By Gregg Fisch and Jenny Chang
On January 4, 2012, President Obama used his recess powers to appoint three members to the National Labor Relations Board (“NLRB” or “Board”). These appointments were made one day after the NLRB lost a quorum on its five-seat board following the expiration of the 2010 recess appointment of NLRB Member (and former top lawyer with the SEIU and AFL-CIO) Craig Becker. Under the Supreme Court’s 2010 decision in New Process Steel, L.P. v. NLRB, the Board must have a quorum of three members to decide cases and issue enforceable decisions. These new recess appointments restored the Board’s quorum, thereby avoiding a shutdown of the Board’s operations.
Specifically, the three new appointees include:
(1) Sharon Block (Democrat) – Deputy Assistant Secretary for Congressional Affairs at the U.S. Department of Labor, and a former NLRB and Senate committee attorney;
(2) Terence F. Flynn (Republican) – Chief Counsel to NLRB Member Brian Hayes and who previously was Chief Counsel to former NLRB Member Peter Schaumber; and
(3) Richard Griffin (Democrat) – General Counsel for International Union of Operating Engineers and who also serves on the board of directors for the AFL-CIO Lawyers Coordinating Committee, a position he has held since 1994.

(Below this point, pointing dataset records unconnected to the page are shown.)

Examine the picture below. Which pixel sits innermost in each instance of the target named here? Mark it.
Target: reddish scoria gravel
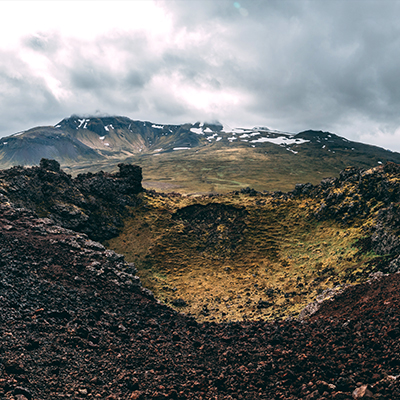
(73, 325)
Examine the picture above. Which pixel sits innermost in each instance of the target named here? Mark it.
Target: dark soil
(75, 325)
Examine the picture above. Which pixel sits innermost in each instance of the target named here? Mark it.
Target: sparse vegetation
(265, 257)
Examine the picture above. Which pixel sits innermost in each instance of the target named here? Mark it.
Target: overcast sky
(294, 65)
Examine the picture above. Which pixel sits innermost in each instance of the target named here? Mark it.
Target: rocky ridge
(93, 204)
(75, 323)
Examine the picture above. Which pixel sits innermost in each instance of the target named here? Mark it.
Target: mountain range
(191, 158)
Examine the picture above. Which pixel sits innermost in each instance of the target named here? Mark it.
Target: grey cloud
(299, 65)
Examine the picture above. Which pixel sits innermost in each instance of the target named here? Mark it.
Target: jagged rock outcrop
(361, 195)
(75, 322)
(93, 204)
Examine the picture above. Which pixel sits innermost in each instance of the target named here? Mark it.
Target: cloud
(290, 65)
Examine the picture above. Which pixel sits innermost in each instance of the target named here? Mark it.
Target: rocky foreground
(76, 323)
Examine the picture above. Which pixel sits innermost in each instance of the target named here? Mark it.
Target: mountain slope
(192, 158)
(75, 322)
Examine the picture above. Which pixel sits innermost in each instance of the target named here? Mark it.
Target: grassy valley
(241, 256)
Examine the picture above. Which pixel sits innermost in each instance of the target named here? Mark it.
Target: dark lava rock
(75, 323)
(94, 204)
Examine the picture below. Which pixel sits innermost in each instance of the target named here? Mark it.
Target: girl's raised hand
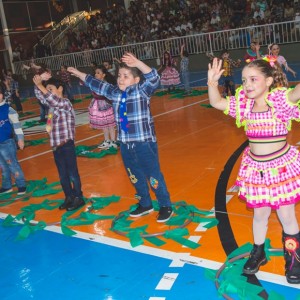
(73, 71)
(130, 60)
(215, 70)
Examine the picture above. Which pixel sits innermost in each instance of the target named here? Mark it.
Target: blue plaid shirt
(140, 120)
(63, 120)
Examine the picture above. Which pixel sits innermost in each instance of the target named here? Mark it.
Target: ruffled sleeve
(237, 106)
(283, 110)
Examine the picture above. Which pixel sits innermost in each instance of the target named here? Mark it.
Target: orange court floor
(199, 150)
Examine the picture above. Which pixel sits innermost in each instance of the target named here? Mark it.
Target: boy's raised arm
(131, 61)
(77, 73)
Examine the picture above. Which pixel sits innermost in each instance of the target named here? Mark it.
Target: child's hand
(73, 71)
(45, 76)
(130, 60)
(21, 144)
(37, 80)
(215, 70)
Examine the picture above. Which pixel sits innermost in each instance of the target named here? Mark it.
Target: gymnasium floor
(100, 253)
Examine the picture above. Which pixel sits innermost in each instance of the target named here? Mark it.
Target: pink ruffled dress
(267, 180)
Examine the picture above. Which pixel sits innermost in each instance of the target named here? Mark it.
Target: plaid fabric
(274, 122)
(140, 120)
(63, 120)
(65, 77)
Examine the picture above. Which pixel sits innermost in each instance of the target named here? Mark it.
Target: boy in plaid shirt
(61, 129)
(136, 133)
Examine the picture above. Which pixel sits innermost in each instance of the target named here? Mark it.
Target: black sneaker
(4, 191)
(140, 211)
(165, 213)
(22, 190)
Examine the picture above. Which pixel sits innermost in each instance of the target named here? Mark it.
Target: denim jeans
(43, 111)
(17, 102)
(142, 165)
(66, 163)
(9, 165)
(228, 85)
(186, 81)
(68, 92)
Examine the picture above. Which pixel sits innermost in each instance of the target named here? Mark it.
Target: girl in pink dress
(101, 113)
(169, 75)
(269, 175)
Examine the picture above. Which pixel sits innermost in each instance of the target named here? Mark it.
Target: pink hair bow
(271, 59)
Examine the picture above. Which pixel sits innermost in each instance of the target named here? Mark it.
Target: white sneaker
(104, 145)
(113, 144)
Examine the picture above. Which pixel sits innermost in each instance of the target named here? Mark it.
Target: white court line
(167, 281)
(161, 253)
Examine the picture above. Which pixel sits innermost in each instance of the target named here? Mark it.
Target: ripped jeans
(10, 166)
(66, 163)
(142, 165)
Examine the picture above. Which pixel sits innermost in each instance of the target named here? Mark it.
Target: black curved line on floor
(226, 235)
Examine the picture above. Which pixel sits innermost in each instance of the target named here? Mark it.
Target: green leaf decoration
(36, 142)
(29, 124)
(101, 202)
(206, 105)
(88, 151)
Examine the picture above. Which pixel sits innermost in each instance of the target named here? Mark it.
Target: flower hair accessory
(271, 59)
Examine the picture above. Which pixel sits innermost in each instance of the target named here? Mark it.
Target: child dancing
(269, 175)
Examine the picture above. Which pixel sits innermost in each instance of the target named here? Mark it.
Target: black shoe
(5, 191)
(22, 190)
(291, 256)
(165, 213)
(67, 201)
(75, 203)
(140, 211)
(256, 259)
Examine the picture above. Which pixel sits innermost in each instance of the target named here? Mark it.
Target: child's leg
(17, 102)
(6, 178)
(257, 256)
(260, 224)
(106, 134)
(287, 217)
(291, 241)
(112, 133)
(10, 165)
(148, 162)
(72, 169)
(135, 173)
(61, 165)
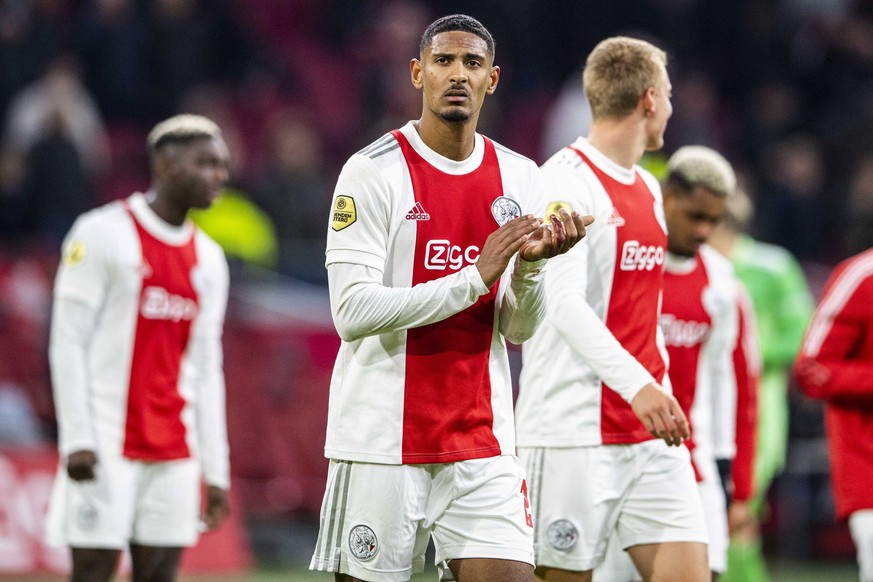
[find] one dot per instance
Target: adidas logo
(615, 218)
(417, 213)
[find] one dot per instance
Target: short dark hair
(457, 22)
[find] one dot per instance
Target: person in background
(595, 414)
(836, 365)
(782, 302)
(136, 365)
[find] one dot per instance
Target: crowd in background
(784, 88)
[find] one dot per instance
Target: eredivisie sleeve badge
(344, 213)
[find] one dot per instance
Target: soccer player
(700, 321)
(136, 366)
(836, 365)
(420, 432)
(783, 304)
(594, 390)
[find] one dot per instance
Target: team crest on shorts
(363, 543)
(504, 209)
(562, 534)
(87, 516)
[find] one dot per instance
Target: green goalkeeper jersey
(783, 305)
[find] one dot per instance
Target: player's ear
(415, 73)
(495, 78)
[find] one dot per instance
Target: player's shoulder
(385, 144)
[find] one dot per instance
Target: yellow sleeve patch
(555, 208)
(75, 253)
(344, 213)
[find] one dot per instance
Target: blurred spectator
(291, 188)
(858, 216)
(112, 36)
(56, 100)
(792, 196)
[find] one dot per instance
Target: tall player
(420, 432)
(700, 321)
(136, 364)
(595, 401)
(836, 365)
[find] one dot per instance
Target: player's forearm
(362, 306)
(211, 410)
(524, 304)
(72, 325)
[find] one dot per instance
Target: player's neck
(454, 141)
(163, 206)
(620, 140)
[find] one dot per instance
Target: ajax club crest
(504, 209)
(363, 543)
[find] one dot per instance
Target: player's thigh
(480, 509)
(672, 562)
(662, 523)
(861, 528)
(715, 512)
(168, 504)
(372, 521)
(576, 497)
(97, 513)
(487, 570)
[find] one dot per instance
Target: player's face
(661, 111)
(455, 73)
(691, 218)
(200, 172)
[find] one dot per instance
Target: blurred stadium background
(783, 87)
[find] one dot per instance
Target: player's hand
(555, 238)
(80, 465)
(502, 244)
(216, 508)
(661, 414)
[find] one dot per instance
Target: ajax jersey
(600, 343)
(153, 382)
(438, 389)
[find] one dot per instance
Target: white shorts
(861, 528)
(376, 519)
(646, 492)
(150, 504)
(618, 564)
(715, 512)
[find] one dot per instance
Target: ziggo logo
(637, 257)
(440, 255)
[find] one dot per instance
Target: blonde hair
(618, 72)
(703, 166)
(182, 128)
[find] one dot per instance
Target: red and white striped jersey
(422, 375)
(146, 382)
(836, 364)
(747, 365)
(699, 321)
(600, 342)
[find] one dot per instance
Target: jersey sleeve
(81, 284)
(207, 356)
(832, 364)
(566, 288)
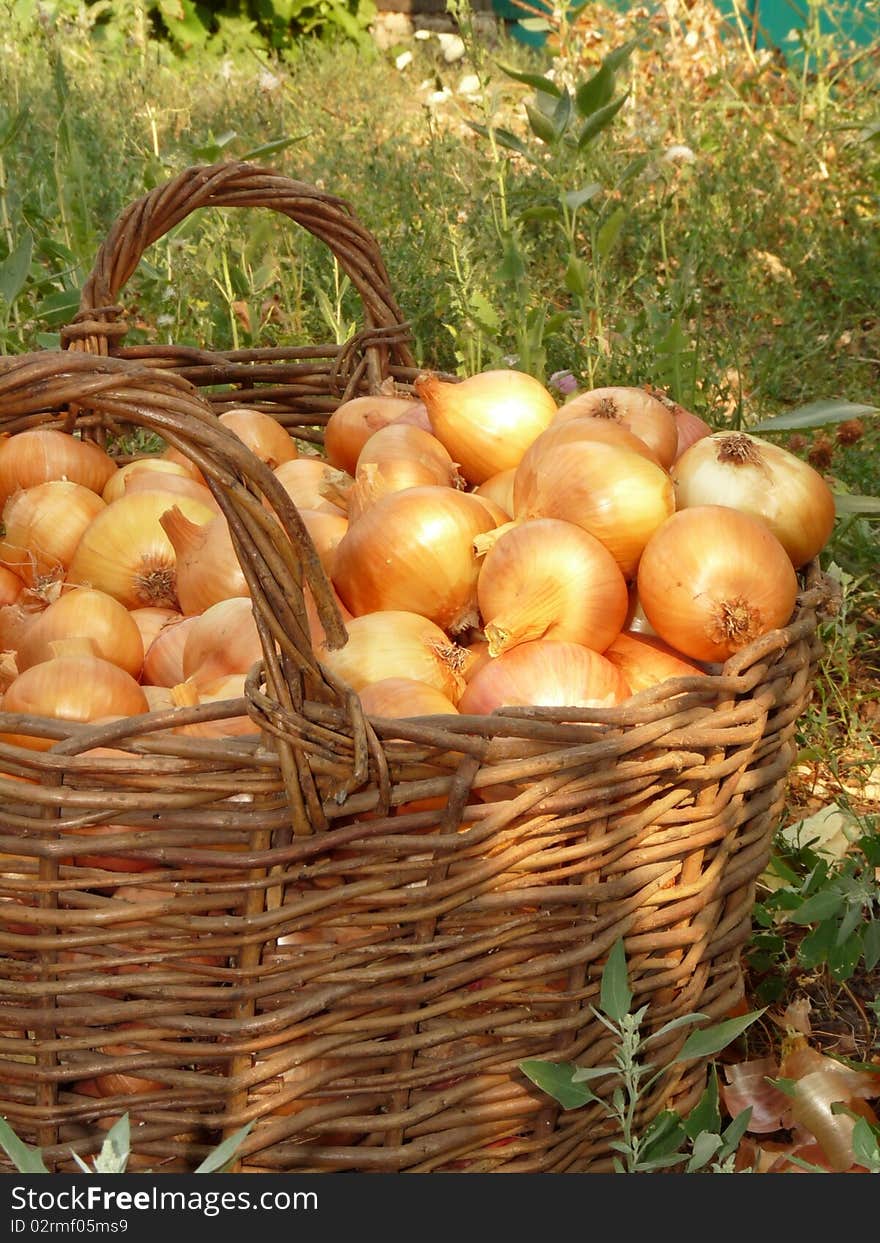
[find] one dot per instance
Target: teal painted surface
(781, 24)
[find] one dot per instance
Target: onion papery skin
(634, 409)
(489, 420)
(158, 467)
(714, 579)
(545, 674)
(86, 613)
(126, 552)
(311, 484)
(762, 480)
(223, 640)
(615, 495)
(262, 434)
(163, 661)
(648, 661)
(72, 688)
(353, 423)
(414, 551)
(41, 454)
(403, 697)
(397, 644)
(42, 528)
(208, 569)
(550, 579)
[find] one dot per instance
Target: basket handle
(230, 184)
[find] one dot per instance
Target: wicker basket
(349, 931)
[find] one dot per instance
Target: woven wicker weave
(351, 931)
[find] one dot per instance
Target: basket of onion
(330, 779)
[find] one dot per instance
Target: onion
(86, 613)
(634, 409)
(126, 552)
(489, 420)
(159, 467)
(550, 579)
(615, 495)
(763, 480)
(714, 579)
(73, 685)
(404, 696)
(42, 454)
(325, 530)
(414, 551)
(311, 484)
(500, 489)
(163, 663)
(208, 569)
(262, 434)
(645, 661)
(223, 640)
(42, 527)
(545, 674)
(397, 644)
(353, 423)
(151, 620)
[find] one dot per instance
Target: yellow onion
(404, 696)
(163, 661)
(86, 613)
(714, 579)
(614, 494)
(42, 527)
(223, 640)
(397, 644)
(187, 694)
(414, 551)
(312, 484)
(632, 408)
(545, 674)
(325, 530)
(262, 434)
(489, 420)
(126, 552)
(500, 489)
(353, 423)
(646, 661)
(72, 685)
(42, 454)
(208, 569)
(151, 620)
(550, 579)
(763, 480)
(159, 467)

Nevertheless, the recess appointments have come under fire and likely will be challenged in court as illegitimate on constitutional grounds. According to the U.S. Chamber of Commerce, the President’s move “is highly irregular and virtually unprecedented. While the Constitution vests the president with the authority to make recess appointments, the conventional wisdom has been that it requires a recess of more than 3 days in order for the president to exercise this authority.”
In the past 30 years, no President has used the recess appointment power in a recess of less than nine days. President Obama’s recess appointments were made while the Senate, arguably, was not technically in recess. The Senate has been holding pro forma sessions in which it has been meeting briefly every few days. President Obama contends that he has the authority to make appointments when the Senate is “effectively” in recess. As a result, future Board decisions potentially could be subject to challenge on grounds that the Board’s quorum is illegitimate and that it does not have the lawful authority to issue enforceable decisions.
In the meantime, President Obama’s recess appointments give the Board a 3-2 Democratic majority. Therefore, employers can continue to expect NLRB decisions that are labor friendly and intended to bolster union organizing efforts.